On June 30, negotiations between Aoshen and the center broke down as the club refused to apply for a place in the 2005-2006 CBA season because they had to concentrate on organizing the Straits Cup with seven Taiwan-based professional teams from November 2005-April 2006.

On July 1, the CBA held a news conference in Beijing, saying they respected the club's decision but that it would be unfavorable for their players' development and that they felt "regretful."

CBA admission rules stipulate that if one team wants to return to the top league, it has to play two seasons in the second division, China's Basketball League (the CBL), so the earliest time for Aoshen's reinstatement would be 2008.

Sun is still on the national team, but he and other Aoshen players will be sidelined from the top league for at least three years.

"Sun will not be affected, and we've guaranteed to support the national team any time in the future," Aoshen official Zang announced on July 3.

It is unclear whether Aoshen gave up the opportunity to regain their place in the CBA league because they were reluctant to meet the 29 admission requirements in just one month or because they objected to losing the right to sign foreign-related contracts for players on the national team.

Thirty-eight games are planned for the Straits Cup in Taiwan, Fujian and Beijing.

"We were planning to start in November, but now the date might be brought forward to August," said an official from Taiwan-based Sina Lions. They and four other clubs have been involved in disputes with the Chinese Taiwan Basketball Association since June, threatening to withdraw.

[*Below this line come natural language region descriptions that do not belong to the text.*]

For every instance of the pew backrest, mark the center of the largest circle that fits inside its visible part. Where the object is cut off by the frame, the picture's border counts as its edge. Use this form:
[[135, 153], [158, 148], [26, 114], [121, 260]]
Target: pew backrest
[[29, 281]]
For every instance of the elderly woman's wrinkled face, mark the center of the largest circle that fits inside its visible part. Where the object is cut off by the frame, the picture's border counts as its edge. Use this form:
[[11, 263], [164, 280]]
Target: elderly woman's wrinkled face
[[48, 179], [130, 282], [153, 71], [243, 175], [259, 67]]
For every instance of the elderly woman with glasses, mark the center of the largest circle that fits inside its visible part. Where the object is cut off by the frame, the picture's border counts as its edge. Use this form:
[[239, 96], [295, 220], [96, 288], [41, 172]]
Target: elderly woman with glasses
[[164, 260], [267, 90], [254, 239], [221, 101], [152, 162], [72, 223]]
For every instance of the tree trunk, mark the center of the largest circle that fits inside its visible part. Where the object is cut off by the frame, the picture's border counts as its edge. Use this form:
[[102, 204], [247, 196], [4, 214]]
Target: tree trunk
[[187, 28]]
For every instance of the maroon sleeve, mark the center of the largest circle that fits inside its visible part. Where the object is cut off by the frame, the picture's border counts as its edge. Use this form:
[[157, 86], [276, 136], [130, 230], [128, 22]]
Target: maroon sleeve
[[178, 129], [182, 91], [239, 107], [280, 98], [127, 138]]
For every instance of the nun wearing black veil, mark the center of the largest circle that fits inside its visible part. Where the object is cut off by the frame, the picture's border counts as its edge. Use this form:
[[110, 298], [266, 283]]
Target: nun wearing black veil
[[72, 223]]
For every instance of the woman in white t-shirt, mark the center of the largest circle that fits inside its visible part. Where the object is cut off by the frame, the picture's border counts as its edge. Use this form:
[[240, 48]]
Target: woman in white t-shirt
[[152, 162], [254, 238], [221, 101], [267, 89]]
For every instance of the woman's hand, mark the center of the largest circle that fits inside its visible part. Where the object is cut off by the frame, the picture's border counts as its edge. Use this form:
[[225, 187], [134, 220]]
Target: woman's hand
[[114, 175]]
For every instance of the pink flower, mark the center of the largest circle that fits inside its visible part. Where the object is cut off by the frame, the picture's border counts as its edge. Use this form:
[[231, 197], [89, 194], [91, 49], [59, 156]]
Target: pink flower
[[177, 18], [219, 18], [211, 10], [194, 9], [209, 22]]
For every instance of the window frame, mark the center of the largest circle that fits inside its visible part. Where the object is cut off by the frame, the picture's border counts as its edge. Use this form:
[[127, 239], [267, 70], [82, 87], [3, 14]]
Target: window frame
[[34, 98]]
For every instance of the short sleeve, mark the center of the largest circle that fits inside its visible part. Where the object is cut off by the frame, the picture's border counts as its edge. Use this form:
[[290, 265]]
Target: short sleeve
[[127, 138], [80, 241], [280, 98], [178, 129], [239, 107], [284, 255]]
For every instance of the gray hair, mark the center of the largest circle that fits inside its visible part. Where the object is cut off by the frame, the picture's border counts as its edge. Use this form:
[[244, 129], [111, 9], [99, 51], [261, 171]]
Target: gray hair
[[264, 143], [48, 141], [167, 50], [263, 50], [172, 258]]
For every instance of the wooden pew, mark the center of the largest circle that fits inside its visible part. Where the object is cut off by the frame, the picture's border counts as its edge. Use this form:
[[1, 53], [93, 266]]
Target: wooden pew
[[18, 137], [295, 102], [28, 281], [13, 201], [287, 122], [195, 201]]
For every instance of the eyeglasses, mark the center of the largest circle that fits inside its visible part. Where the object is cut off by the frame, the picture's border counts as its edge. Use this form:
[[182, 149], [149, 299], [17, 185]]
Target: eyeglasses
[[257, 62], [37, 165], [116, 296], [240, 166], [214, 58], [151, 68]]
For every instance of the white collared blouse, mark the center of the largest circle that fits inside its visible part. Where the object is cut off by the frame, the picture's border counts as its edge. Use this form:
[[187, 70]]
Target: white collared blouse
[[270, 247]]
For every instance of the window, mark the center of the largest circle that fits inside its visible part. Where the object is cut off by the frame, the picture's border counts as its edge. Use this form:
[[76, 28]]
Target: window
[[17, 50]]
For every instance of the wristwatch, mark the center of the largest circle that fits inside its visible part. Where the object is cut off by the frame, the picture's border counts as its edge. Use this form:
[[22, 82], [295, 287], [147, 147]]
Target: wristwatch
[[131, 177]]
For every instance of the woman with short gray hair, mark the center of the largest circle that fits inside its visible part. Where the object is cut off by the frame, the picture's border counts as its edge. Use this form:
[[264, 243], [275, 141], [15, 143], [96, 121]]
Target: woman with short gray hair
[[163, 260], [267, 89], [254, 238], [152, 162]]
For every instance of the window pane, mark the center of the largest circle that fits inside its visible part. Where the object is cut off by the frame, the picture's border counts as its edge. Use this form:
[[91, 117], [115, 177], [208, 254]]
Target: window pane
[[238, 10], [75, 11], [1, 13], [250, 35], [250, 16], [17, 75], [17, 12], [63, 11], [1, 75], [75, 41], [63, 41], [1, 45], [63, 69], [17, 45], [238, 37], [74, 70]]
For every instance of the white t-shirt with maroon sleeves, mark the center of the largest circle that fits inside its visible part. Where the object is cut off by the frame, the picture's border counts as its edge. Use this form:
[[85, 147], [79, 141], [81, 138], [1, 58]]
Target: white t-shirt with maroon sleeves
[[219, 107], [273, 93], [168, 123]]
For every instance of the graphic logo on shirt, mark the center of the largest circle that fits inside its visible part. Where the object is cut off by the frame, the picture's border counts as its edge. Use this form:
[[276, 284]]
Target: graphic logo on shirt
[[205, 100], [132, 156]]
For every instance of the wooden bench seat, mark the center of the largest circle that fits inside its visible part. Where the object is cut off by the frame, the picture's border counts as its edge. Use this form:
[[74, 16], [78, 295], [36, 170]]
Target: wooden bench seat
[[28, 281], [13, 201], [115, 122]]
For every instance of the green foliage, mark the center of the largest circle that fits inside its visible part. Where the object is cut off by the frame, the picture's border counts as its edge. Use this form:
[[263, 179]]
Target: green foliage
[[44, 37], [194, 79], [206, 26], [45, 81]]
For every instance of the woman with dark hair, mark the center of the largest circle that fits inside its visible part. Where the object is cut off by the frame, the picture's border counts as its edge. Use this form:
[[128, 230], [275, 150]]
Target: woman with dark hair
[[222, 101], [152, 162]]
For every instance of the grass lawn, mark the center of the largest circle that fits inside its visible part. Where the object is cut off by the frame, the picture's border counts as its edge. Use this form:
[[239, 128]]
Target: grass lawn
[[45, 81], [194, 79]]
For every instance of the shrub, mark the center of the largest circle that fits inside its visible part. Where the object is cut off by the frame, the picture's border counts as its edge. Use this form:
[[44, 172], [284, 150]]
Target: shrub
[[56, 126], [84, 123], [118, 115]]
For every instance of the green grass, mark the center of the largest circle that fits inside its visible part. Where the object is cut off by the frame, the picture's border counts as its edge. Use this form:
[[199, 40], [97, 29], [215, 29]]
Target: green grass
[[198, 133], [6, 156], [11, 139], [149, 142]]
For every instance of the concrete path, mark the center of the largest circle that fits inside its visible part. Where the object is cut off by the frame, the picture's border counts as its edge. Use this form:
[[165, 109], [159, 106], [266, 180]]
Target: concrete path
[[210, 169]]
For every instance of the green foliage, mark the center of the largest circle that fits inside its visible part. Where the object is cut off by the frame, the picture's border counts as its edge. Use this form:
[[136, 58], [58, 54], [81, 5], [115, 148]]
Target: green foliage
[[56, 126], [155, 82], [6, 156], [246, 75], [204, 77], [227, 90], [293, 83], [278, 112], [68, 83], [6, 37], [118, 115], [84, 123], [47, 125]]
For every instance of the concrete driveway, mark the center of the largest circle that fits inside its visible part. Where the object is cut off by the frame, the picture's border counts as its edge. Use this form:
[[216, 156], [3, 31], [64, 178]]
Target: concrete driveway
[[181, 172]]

A high-ranking anonymous expert from Taiwan dismissed the Straits Cup as wishful thinking and said "nothing tangible is in sight."

"To establish the league, they have to set up a new administrative company. But the environment of professional basketball in Taiwan is not ripe and nobody wants to waste money," he said.

In his opinion, it is more likely that Aoshen will stay one or two months in Taiwan, as they did in January this year, to play a series of friendlies, rather than in a new league.